Is this only for SaaS?
The examples and objection library are clearly B2B SaaS-leaning, so that is the safest fit. Other B2B contexts can still use it if the buying process, proof style, and sales assets are similar.
Can I use sales-enablement install without reading the references?
You can, but output quality will usually be worse. The references contain the concrete frameworks for decks, demo scripts, objections, and one-pagers. They are the fastest way to understand how the skill wants to work.
Is this a good fit for proposal writing?
Yes, especially for sales-led proposals. The skill is useful when the proposal needs better problem framing, stakeholder-aware messaging, differentiators, and proof. It is less suited to procurement-heavy legal formatting by itself.
When should I not use sales-enablement?
Do not use sales-enablement when your main need is:
- homepage or landing page copy
- outbound prospecting emails
- deep competitor alternatives research only
Those jobs need a different skill or additional support.
Does the skill need internal company files?
It helps a lot.
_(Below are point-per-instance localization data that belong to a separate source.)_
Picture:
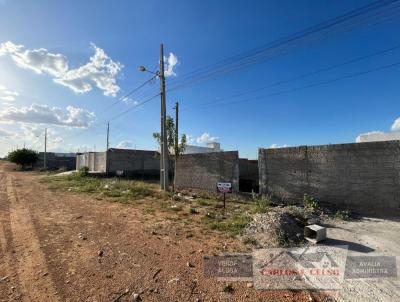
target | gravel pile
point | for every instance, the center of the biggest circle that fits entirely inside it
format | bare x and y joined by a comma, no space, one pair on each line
275,228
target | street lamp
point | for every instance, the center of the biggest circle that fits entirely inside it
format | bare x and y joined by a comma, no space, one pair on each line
164,181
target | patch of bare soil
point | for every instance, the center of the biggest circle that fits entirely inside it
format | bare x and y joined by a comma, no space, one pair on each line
62,246
276,228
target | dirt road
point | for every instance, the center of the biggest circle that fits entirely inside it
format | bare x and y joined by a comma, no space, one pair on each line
68,247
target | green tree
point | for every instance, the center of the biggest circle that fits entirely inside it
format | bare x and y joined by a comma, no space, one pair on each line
180,148
23,157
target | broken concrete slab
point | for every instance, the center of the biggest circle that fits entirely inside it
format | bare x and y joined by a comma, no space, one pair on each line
314,233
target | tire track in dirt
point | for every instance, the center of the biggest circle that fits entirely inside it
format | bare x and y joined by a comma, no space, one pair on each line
30,263
9,288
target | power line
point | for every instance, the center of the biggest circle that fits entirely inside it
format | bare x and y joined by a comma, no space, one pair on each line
309,74
257,54
310,85
103,122
123,98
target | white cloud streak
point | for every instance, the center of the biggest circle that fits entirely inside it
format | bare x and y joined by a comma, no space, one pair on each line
274,146
101,71
206,138
7,94
5,133
170,63
125,144
43,114
374,136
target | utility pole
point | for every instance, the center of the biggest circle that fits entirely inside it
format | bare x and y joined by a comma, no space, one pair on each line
176,145
45,149
164,181
108,134
176,130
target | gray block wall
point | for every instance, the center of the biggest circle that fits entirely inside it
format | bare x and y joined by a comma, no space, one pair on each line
133,162
248,175
204,170
55,162
362,177
95,161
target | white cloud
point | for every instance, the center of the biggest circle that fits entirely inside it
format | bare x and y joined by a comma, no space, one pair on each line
374,136
396,125
171,62
206,138
128,100
274,146
5,133
190,139
43,114
34,136
101,71
125,144
7,94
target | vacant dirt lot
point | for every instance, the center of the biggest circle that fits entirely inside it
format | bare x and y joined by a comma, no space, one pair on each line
57,246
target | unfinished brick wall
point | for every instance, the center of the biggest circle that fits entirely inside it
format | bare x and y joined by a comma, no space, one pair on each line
363,177
204,170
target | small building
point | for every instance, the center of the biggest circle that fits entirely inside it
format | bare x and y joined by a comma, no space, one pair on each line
57,161
210,147
126,162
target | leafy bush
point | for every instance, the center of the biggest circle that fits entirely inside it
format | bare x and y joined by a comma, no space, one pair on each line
262,203
23,157
310,202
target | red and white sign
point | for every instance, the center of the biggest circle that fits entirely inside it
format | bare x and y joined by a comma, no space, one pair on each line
224,187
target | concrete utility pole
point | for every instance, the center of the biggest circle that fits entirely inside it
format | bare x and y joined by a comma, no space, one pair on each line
108,135
176,144
45,149
164,181
176,130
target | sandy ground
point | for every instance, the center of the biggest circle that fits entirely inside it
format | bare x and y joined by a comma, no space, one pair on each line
58,246
67,247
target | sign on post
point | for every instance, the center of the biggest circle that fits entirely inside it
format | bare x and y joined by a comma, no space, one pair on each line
224,187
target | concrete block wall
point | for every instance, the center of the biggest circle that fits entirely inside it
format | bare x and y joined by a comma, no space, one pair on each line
248,175
55,162
133,162
204,170
95,161
363,177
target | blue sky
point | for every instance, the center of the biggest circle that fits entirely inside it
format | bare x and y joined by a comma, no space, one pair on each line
47,78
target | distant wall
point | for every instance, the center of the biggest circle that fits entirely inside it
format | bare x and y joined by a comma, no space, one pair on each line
95,161
56,161
204,170
248,175
363,177
134,162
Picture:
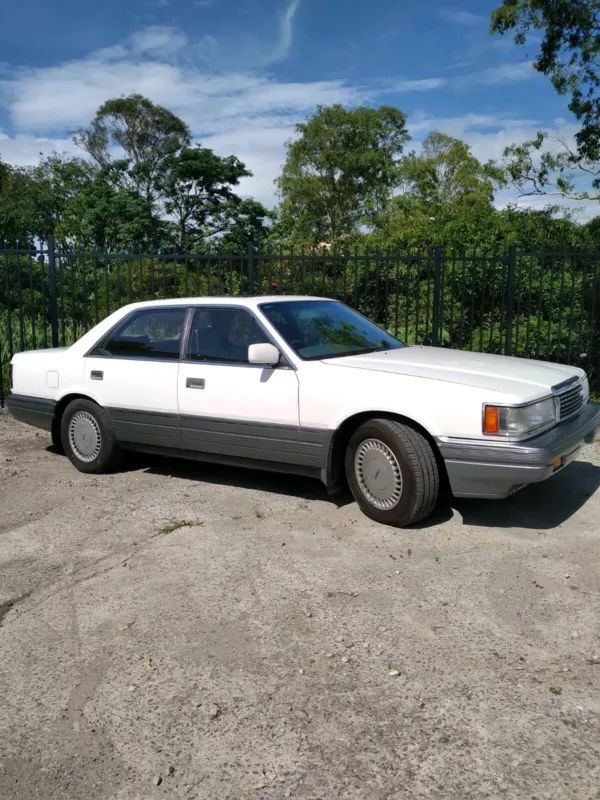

The explicit check for .agents/product-marketing-context.md or .claude/product-marketing-context.md is one of the strongest signs that this skill expects reusable company context, not blank-page drafting.
How to Improve sales-enablement skill
Give sharper commercial context
The fastest way to improve sales-enablement output is to provide:
- deal size or range
- sales cycle length
- self-serve vs inside sales vs field sales
- buying committee roles
- current alternatives the buyer uses
This changes messaging, objection handling, and CTA quality.
Add proof before polishing copy
If the first draft sounds generic, do not start by asking for “better writing.” Add:
- customer outcomes
- quantified results
- implementation speed
- time saved
- replacement or switch stories
The skill’s frameworks assume proof is central.
Specify the exact audience and stage
A one-pager for a champion is different from a one-pager for an economic buyer. A demo script for first discovery is different from a late-stage tailored walkthrough. Tell the skill:
- persona
- industry
- company size
- deal stage
- intended use
That information usually matters more than tone guidance.
Ask for missing-information flags
A strong prompt for sales-enablement usage includes:
- “Mark assumptions clearly.”
- “List missing inputs that would strengthen this.”
- “Flag unsupported claims.”
- “Suggest proof points we should gather.”
This makes the draft safer to use in real sales contexts.
Improve outputs with one revision pass
After the first draft, ask for one focused revision such as:
- tighten for executive readers
- adapt for a specific vertical
- convert claims into ROI language
- reduce feature detail and increase business impact
- make objections more credible and less defensive
Focused revision beats “make it better.”
Watch for these failure modes
Common weak outputs include:
- opening with product features instead of buyer pain
- objections answered with denial instead of reframing
- demo scripts that sound like monologues
- decks with no cost-of-doing-nothing logic
- one-pagers with claims but no proof
These are fixable if you re-anchor the prompt to the repo’s reference patterns.
Use evals to self-check quality
evals/evals.json is worth reading because it shows what good execution includes, such as:
- checking for product marketing context first
- using the right framework for the asset
- tailoring to audience and use case
- including proof and talk tracks
If your output misses those elements, your prompt is probably underspecified.
Improve sales-enablement for Proposal Writing outputs
For better proposal results, provide:
- customer goals in their language
- scope boundaries
- implementation constraints
- stakeholder concerns
- success metrics for 30/60/90 days
- decision criteria already mentioned by the buyer
Then ask the skill to map each proposal section to a buyer concern. That makes the proposal more persuasive and easier for champions to reuse internally.